Great article! The point about measurement enabling governance is right (100% agree); we can’t regulate what we can’t measure. I’ve been thinking/working on a related gap.
I’ve been working on measuring not just AI behavior, but whether AI systems are actually governable. By governable, I mean: can institutions trace how a decision was made, contest the reasoning, and audit it after the fact?
I ran evaluations on GPT-4 and Claude Opus and found a pattern I’ve started calling “comprehension decay.” Both models score nearly perfect on comprehensibility = clear, readable outputs. But both score very low on reversibility = almost no mechanisms to trace reasoning, contest decisions, or audit what happened.
The outputs are readable. The reasoning is unverifiable.
This matters for the measurement-enables-governance thesis. Even if we build great behavioral benchmarks (sycophancy, deception, etc.), we face a deeper problem: when you ask an LLM (using this system as an example, but it applies to all) why it said something, the answer is just more generated text. There’s no trace of what actually happened inside the model. You can’t verify it, contest it, or audit against it.
So I’d add something to the framework: we need measurement of governability itself, not just behavior. Can decisions be traced to computations? Can those traces be challenged? Are there audit hooks?
Without this, one of the biggest risks is building infrastructure that creates the appearance of accountability without the substance of it; we have fluent explanations that don’t connect to anything you can actually govern.
I posted last week about if you want to check it out in more detail!
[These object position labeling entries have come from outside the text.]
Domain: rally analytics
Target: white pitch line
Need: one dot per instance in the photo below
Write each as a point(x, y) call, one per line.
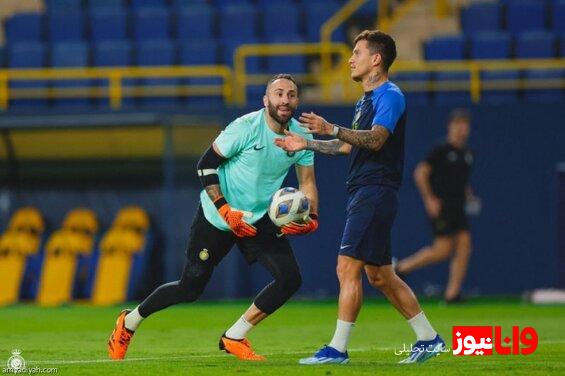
point(187, 357)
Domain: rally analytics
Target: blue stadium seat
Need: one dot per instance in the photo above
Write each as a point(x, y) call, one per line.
point(536, 45)
point(279, 19)
point(94, 5)
point(253, 64)
point(71, 54)
point(525, 15)
point(147, 3)
point(558, 16)
point(499, 96)
point(316, 13)
point(481, 17)
point(112, 54)
point(446, 48)
point(108, 24)
point(544, 95)
point(286, 63)
point(157, 52)
point(194, 22)
point(491, 45)
point(24, 27)
point(198, 52)
point(63, 5)
point(419, 80)
point(238, 22)
point(452, 97)
point(65, 26)
point(151, 23)
point(27, 55)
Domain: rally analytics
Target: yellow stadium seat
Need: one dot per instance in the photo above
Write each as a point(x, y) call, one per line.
point(27, 219)
point(132, 217)
point(114, 266)
point(59, 266)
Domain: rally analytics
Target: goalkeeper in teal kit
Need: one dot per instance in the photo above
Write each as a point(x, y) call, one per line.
point(239, 173)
I completely agree. That’s the core issue I’m trying to untangle. Commitments erode under pressure; we saw it this week in action and quickly going downhill, and I don’t think it will be the first or last time, given the stakes. But for me, the deeper issue is that even when commitments hold (perfect world), we don’t have tools to verify whether they’re actually being met.
Look at Karnofsky’s post. He’s remarkably blunt about how Anthropic’s own RSP created pressure to declare systems below capability thresholds to avoid triggering pause requirements. The commitments existed on paper (good). The institutional incentives worked against honest evaluation (good). If they couldn’t even verify whether their own commitments were being met honestly, that tells you the verification tools don’t exist yet (failed).
On leverage, I think the answer isn’t promises but actual infrastructure that makes it costly to lie. Take for examole how financial markets work and regulate themselves. They don’t rely on companies’ goodwill. They rely on auditing standards and independent verification. AI governance has none of that. The Symmetrian Index is a first step toward building that auditing layer.